La voz baja y tranquila, atravesada de piedad, del padre Obregón, sonaba cavernosa en la sacristía. —Tu padre, Jaime, es uno de esos hombres pequeños queridos por Dios. No lo ofendas; trátalo con amor.

—¿Cómo lo sabe? —preguntó Jaime, dando el rostro al Padre.

—Lo sé. Piensa que estás al nivel de todos, y que cada cual, a su manera, cumple la ley divina. Tú lo llamas compromiso; yo le digo misericordia. Ahora vete, que es tarde, y regresa mañana a confesarte en forma. Estoy fatigado, y es tarde.

Jaime besó la mano de Obregón y caminó a la reja de celosía. Sólo entonces tuvo el sacerdote la visión total del cuerpo de Jaime, de la figura vestida con pantalón azul y camisa blanca, que caminaba con dolor, con pasos difíciles. Al llegar a la reja, el muchacho se agarró de un barrote y dobló las rodillas. —Me pongo malo. Padre…

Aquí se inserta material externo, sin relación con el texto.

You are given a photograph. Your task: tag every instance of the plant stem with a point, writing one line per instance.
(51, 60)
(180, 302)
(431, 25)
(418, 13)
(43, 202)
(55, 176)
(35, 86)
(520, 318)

Sólo entonces miró Obregón sus propias manos manchadas de sangre. El muchacho, con pasos torpes, andaba ya por la nave cuando el padre Obregón comprendió, corrió detrás de él, se hincó a sus pies y, levantando la cara, exclamó: —¡Ruega por mí!

Desde la última banca del templo, el tío Balcárcel veía la escena. Al caer el sacerdote de hinojos, dejó de jugar con la cadena del reloj y trató de adelantar unos pasos para hacer sentir su presencia. La confusión paralizó su cuerpo.

Cuando Jaime llegó a la puerta mayor, el tío trató de tomarle el brazo. El joven se zafó y caminó delante de Balcárcel por los callejones de un azul profundo. Los faroles se encendieron, y el olor quemado de la primavera ascendió desde la piedra.